I’ve already satisfied myself that Hawks has nothing. No evidence against me, nothing but suspicion.

Hawks takes a breath, steadying himself. Getting ready for one last push.

He leans forward, his voice low and steady.

“Was Erin perceptive? Would she have warned Mara about you?”

I snort. “Nobody needs warning about me. It’s well known that I’m an asshole.”

“You’ve made enemies.”

“Only boring people are universally beloved.”

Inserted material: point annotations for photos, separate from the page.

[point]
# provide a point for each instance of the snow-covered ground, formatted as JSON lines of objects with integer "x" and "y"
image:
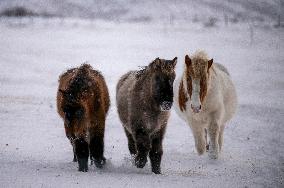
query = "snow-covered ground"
{"x": 34, "y": 151}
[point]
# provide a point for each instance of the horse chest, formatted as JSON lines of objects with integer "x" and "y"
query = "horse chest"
{"x": 152, "y": 123}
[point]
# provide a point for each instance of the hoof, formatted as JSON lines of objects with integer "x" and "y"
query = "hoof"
{"x": 140, "y": 162}
{"x": 99, "y": 162}
{"x": 83, "y": 164}
{"x": 213, "y": 154}
{"x": 207, "y": 147}
{"x": 75, "y": 159}
{"x": 156, "y": 170}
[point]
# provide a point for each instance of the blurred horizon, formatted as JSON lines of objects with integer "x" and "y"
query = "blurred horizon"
{"x": 153, "y": 11}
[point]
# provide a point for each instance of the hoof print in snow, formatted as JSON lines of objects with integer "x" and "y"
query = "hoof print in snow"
{"x": 99, "y": 163}
{"x": 140, "y": 162}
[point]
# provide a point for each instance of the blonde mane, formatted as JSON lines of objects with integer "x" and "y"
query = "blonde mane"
{"x": 200, "y": 54}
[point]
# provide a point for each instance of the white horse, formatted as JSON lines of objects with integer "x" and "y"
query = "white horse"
{"x": 205, "y": 97}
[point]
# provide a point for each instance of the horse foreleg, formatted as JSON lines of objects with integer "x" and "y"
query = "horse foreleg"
{"x": 97, "y": 148}
{"x": 220, "y": 140}
{"x": 143, "y": 147}
{"x": 199, "y": 137}
{"x": 82, "y": 153}
{"x": 131, "y": 143}
{"x": 213, "y": 131}
{"x": 156, "y": 151}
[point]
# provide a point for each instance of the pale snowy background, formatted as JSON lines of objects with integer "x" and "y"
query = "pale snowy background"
{"x": 117, "y": 36}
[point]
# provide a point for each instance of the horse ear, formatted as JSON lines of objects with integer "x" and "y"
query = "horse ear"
{"x": 187, "y": 61}
{"x": 62, "y": 91}
{"x": 157, "y": 64}
{"x": 210, "y": 62}
{"x": 174, "y": 61}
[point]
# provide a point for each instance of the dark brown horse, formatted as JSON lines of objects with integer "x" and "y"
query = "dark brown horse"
{"x": 144, "y": 99}
{"x": 83, "y": 102}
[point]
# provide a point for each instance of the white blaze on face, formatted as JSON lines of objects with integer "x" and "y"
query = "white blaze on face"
{"x": 195, "y": 97}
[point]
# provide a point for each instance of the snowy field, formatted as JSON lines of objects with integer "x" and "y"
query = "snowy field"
{"x": 34, "y": 151}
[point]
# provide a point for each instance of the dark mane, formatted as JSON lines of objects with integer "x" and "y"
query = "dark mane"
{"x": 80, "y": 84}
{"x": 144, "y": 69}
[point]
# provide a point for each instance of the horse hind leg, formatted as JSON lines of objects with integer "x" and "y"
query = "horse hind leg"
{"x": 220, "y": 139}
{"x": 97, "y": 149}
{"x": 200, "y": 141}
{"x": 82, "y": 153}
{"x": 143, "y": 147}
{"x": 156, "y": 151}
{"x": 214, "y": 139}
{"x": 206, "y": 139}
{"x": 131, "y": 143}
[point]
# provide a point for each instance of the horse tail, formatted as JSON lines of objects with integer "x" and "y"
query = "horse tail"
{"x": 121, "y": 80}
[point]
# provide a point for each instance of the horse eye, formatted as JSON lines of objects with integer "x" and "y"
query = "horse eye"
{"x": 79, "y": 113}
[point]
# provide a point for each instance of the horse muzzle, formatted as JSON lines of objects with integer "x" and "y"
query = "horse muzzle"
{"x": 196, "y": 109}
{"x": 166, "y": 106}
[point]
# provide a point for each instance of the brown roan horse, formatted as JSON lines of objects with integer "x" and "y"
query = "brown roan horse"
{"x": 83, "y": 102}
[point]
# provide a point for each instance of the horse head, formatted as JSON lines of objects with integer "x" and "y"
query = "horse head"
{"x": 197, "y": 76}
{"x": 162, "y": 78}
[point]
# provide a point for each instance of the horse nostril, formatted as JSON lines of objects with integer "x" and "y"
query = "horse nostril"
{"x": 196, "y": 109}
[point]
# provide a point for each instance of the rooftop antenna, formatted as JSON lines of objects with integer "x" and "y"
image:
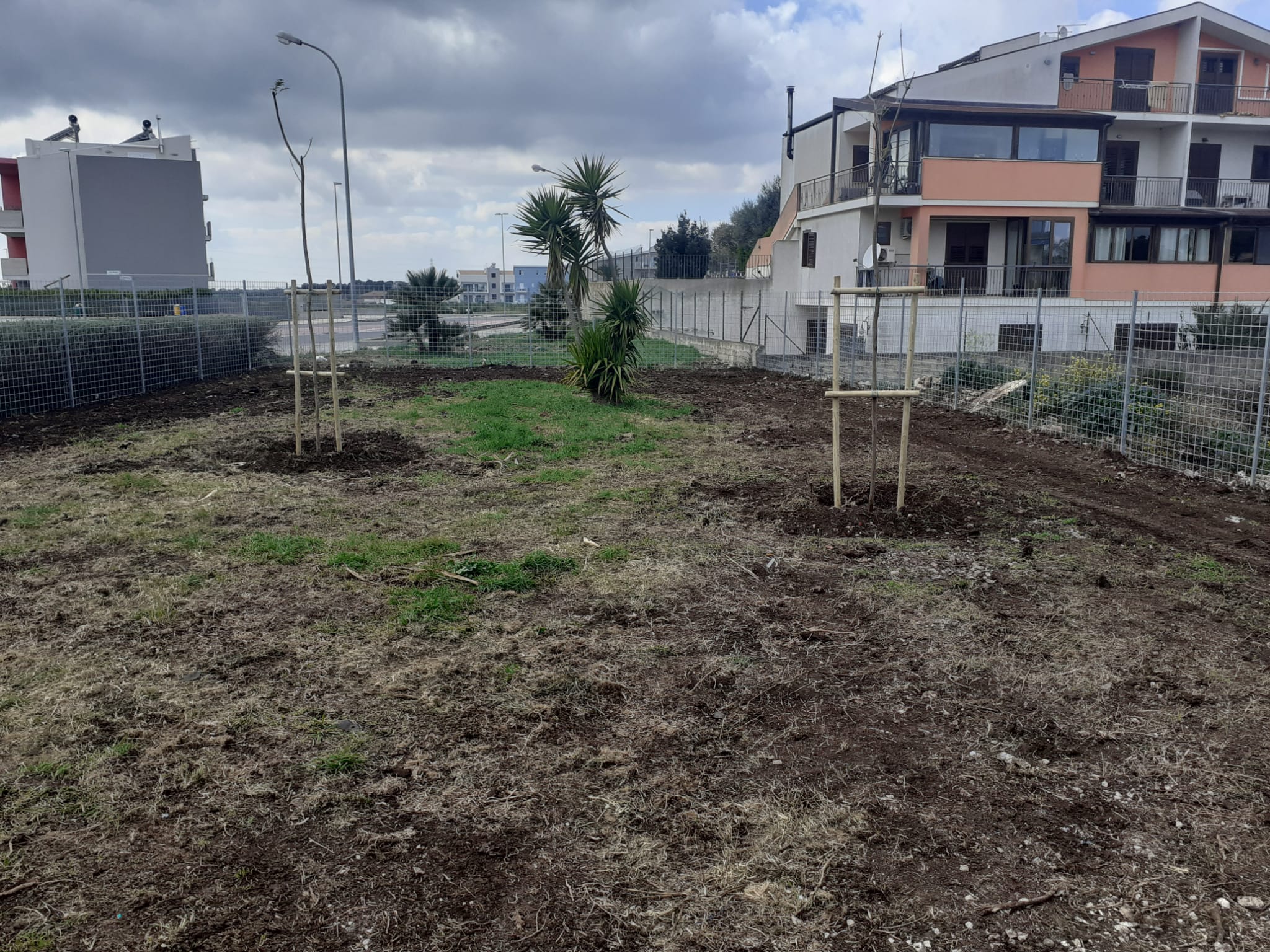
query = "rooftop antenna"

“Take Carl Danvers, for instance.”

Now a chill falls between us, which I have to pretend to ignore with every fiber of my being.

“Who?” I say.

“He was a critic for the Siren.”

“Oh, right,” I say dismissively.

“He disappeared thirteen weeks ago. All his belongings are still in his apartment. No message to anyone.”

“Your point?”

“He was no fan of yours. Wrote a scathing article about you the week he disappeared.”

“People write about me every day.”

“Did you speak to him at Oasis?”

This is a trick. Danvers was already dead the night of the show. His bones resided inside my sculpture, on display for all to see.

Hawks is testing to see if I’ll correct him, to judge how closely I followed the disappearance, and how well I know my own timeline.

“Jesus, who knows. I probably talked to fifty people that night.”

“But you don’t remember,” Hawks sneers, his disdainful expression showing exactly what he thinks about that.

Enough obfuscating. It’s time for Hawks to take a punch in return.

“This is pathetic,” I sneer. “If this is all you have … missing art critics, conversations that nobody heard and timelines that no one can pin down … the SFPD is grasping at straws. Mara will be disappointed. Sounds like you’ve got no fucking clue what happened to her roommate.”

Hawks snaps back, “Our profiler says the person who arranged that body fancies themself an artist and a genius. Sound familiar?”

“Oh, wow.” I roll my eyes. “Did they also guess it was a white male? Hope Captain Obvious isn’t getting a Christmas bonus.”